WASHINGTON -- The National Academy of Sciences' report, "Scientific Criteria to Ensure Safe Food," commissioned by the Food and Drug Administration (FDA) and the U.S. Department of Agriculture, reinforces the progress FDA has already made in reducing and preventing foodborne illness. The report specifically attributes some of this progress to the adoption of the Hazard Analysis and Critical Control Point (HACCP) approach to food safety that the FDA has already applied to seafood, fresh juice, and is voluntarily applied in the dairy industry.
The report also calls for clearer links in the overall U.S. food safety system between food safety standards and public health outcomes. FDA supports this general goal as a sound public health approach, and has already made progress in reducing the incidence of foodborne illness in collaboration with Healthy People 2010 and CDC's FoodNet and Pulsnet.

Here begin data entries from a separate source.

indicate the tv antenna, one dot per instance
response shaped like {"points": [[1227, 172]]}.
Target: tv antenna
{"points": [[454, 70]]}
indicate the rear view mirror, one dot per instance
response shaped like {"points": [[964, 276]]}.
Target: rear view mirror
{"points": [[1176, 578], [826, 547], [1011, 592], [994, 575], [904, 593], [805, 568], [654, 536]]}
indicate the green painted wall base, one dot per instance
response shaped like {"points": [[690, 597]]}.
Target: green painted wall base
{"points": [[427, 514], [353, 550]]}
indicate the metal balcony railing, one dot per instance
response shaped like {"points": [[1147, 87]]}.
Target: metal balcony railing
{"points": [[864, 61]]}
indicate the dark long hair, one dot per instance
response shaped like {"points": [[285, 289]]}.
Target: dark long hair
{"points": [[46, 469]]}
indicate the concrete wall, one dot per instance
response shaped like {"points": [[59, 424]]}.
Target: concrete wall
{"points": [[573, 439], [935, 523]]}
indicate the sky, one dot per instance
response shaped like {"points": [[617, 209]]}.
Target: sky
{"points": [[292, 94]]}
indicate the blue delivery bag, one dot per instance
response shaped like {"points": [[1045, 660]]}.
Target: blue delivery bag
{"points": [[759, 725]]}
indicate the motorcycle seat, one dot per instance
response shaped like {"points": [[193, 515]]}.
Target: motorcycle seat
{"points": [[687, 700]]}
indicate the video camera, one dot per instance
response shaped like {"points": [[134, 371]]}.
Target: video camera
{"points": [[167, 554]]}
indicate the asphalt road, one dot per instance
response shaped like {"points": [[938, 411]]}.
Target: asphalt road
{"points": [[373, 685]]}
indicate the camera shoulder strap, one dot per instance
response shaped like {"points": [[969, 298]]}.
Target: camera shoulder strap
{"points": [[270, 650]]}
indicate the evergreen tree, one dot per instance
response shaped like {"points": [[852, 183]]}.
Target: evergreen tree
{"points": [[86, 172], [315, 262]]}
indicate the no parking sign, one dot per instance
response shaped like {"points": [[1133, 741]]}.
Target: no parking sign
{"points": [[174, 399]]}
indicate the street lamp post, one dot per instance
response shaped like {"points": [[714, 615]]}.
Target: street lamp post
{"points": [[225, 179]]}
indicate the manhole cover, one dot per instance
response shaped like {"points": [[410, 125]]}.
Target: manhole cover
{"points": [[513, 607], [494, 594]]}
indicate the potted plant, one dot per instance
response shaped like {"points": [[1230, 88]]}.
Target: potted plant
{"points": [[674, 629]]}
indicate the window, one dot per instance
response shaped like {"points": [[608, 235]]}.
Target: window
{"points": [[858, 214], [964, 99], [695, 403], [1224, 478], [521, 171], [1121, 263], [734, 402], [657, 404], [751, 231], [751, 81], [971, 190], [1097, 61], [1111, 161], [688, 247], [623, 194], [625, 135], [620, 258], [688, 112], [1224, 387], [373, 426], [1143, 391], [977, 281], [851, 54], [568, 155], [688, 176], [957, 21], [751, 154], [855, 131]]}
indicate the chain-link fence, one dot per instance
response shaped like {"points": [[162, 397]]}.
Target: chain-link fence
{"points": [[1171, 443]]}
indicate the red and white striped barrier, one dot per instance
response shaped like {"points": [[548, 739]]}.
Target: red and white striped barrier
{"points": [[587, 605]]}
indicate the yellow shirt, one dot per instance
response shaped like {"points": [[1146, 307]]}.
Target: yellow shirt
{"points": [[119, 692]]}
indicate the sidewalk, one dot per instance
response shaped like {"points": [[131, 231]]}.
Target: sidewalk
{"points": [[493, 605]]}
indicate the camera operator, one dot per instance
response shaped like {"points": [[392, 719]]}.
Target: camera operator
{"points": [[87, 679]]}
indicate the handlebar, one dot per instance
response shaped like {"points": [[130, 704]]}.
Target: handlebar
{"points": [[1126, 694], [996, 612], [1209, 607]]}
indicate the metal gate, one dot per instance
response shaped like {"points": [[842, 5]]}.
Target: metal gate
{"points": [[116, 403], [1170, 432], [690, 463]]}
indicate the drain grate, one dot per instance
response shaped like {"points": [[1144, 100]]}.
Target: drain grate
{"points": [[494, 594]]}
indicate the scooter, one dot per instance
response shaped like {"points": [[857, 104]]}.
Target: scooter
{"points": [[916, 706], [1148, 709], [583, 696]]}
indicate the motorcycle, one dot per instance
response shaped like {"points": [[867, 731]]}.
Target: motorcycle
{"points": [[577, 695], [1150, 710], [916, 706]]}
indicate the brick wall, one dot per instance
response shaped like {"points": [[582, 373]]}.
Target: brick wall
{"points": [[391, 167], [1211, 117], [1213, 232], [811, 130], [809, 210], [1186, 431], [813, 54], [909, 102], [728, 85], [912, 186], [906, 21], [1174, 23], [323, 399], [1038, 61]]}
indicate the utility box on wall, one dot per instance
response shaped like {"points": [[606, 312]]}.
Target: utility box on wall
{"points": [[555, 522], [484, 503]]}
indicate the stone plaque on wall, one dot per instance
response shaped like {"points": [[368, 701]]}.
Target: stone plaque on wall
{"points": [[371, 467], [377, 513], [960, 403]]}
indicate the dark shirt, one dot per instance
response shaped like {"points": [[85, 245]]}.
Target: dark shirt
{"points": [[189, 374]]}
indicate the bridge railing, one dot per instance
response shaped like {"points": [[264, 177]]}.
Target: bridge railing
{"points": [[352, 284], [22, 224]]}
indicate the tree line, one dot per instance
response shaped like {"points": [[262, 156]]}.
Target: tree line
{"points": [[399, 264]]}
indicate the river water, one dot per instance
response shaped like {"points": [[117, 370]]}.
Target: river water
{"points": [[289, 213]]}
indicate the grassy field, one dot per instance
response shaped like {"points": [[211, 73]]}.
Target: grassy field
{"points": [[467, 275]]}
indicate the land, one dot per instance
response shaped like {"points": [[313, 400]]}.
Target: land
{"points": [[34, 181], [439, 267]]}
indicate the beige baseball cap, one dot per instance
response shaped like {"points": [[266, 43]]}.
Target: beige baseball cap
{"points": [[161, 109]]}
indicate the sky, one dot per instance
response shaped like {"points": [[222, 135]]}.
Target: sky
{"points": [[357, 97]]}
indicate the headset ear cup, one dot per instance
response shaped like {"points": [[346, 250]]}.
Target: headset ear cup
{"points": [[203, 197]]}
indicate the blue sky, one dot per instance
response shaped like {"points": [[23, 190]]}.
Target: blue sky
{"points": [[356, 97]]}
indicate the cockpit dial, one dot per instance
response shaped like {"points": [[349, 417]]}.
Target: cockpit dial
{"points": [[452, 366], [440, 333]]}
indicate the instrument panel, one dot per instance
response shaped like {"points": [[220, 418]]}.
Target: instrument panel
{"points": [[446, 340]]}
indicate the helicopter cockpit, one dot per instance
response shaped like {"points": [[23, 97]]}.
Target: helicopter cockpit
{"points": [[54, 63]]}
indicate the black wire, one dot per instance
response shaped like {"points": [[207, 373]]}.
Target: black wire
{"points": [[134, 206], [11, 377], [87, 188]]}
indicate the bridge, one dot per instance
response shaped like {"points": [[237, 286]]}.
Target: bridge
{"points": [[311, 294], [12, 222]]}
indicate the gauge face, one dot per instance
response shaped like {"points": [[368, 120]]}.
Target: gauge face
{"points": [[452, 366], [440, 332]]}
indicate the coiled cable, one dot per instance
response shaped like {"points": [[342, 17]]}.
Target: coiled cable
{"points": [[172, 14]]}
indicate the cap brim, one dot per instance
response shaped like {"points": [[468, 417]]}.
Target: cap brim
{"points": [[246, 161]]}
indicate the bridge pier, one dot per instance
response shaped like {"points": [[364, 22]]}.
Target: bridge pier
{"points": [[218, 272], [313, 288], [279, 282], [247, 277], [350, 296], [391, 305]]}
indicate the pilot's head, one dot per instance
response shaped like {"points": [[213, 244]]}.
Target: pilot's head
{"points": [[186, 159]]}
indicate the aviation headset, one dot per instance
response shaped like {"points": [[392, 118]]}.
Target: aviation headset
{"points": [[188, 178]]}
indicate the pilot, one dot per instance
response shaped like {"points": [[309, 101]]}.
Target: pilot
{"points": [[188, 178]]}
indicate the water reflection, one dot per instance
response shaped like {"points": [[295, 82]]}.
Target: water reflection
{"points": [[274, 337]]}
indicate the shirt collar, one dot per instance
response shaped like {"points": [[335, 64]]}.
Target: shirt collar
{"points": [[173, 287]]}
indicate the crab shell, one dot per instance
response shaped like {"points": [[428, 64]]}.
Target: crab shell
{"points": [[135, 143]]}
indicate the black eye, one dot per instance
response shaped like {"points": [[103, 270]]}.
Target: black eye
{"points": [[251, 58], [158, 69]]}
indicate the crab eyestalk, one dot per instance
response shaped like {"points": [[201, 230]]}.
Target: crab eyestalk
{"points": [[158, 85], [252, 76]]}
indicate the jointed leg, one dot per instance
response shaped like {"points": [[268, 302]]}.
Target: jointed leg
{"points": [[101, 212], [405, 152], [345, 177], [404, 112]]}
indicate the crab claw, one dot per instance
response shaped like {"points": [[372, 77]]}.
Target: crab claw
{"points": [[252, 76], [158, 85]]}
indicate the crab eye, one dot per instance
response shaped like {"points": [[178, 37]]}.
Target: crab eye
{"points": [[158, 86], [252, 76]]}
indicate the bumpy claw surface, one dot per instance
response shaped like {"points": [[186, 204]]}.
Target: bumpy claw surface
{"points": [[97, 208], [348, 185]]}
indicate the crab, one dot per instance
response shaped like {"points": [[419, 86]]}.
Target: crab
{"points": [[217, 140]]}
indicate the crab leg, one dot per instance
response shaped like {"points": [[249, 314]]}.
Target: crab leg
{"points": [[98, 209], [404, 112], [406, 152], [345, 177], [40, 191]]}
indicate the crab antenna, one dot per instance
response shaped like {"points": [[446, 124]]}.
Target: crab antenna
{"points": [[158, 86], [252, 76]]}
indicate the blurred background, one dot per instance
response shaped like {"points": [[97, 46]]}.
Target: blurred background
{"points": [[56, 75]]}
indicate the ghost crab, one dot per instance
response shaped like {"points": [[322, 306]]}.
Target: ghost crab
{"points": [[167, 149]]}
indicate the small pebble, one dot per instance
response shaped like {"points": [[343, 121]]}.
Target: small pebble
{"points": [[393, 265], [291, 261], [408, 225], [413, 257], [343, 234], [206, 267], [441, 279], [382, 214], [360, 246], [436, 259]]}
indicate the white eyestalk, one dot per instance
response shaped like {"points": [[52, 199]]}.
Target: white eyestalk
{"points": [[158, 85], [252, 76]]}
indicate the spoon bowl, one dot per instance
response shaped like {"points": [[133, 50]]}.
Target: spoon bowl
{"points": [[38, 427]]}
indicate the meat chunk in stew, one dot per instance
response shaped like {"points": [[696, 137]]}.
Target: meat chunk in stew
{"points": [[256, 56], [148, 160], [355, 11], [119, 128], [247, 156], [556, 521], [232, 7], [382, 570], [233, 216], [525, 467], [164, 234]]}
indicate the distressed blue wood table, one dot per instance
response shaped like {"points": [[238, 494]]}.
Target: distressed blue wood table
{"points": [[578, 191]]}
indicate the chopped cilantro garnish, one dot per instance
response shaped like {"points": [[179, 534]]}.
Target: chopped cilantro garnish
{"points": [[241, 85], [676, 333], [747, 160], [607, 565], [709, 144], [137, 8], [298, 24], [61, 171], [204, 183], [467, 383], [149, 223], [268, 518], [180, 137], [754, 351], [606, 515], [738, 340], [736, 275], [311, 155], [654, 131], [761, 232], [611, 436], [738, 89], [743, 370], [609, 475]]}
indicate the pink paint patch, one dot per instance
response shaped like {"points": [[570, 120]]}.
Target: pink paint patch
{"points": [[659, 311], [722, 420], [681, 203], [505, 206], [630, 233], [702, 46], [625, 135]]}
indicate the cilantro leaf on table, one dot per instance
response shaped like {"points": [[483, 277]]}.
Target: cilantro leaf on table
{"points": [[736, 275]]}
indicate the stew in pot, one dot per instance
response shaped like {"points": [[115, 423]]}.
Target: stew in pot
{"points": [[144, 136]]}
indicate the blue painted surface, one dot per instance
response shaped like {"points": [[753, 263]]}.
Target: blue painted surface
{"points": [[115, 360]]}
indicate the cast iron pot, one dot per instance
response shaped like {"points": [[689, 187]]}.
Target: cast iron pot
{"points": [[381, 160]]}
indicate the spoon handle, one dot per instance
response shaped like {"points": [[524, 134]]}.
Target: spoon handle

Programs such as these are instrumental in reduction of foodborne illness and in promoting of preventive controls such as HACCP.
FDA has set a goal of reducing foodborne illness associated with Salmonella enteriditis in shell eggs by establishing regulations including labeling, refrigeration and other preventive controls.
FDA's strong system for regulating food safety and security is based on sound and up-to-date science, including the science of risk assessment. Its collaboration with the U.S. Centers for Disease Control and Prevention and the USDA on such innovative food borne illness tracking systems as FoodNet and PulseNet have greatly strengthened the federal government's ability to manage outbreaks of food borne illness.
The FDA is committed to continuing its close collaboration with its public health partners at all levels of government to make the current food safety system as effective as possible. The agency remains open to new solutions and approaches to ensuring food safety and security.
To the extent that the NAS report calls for new legislative authority and additional resources, FDA will work closely with the Administration and the Congress to evaluate any innovations designed to make the U.S. food supply even safer.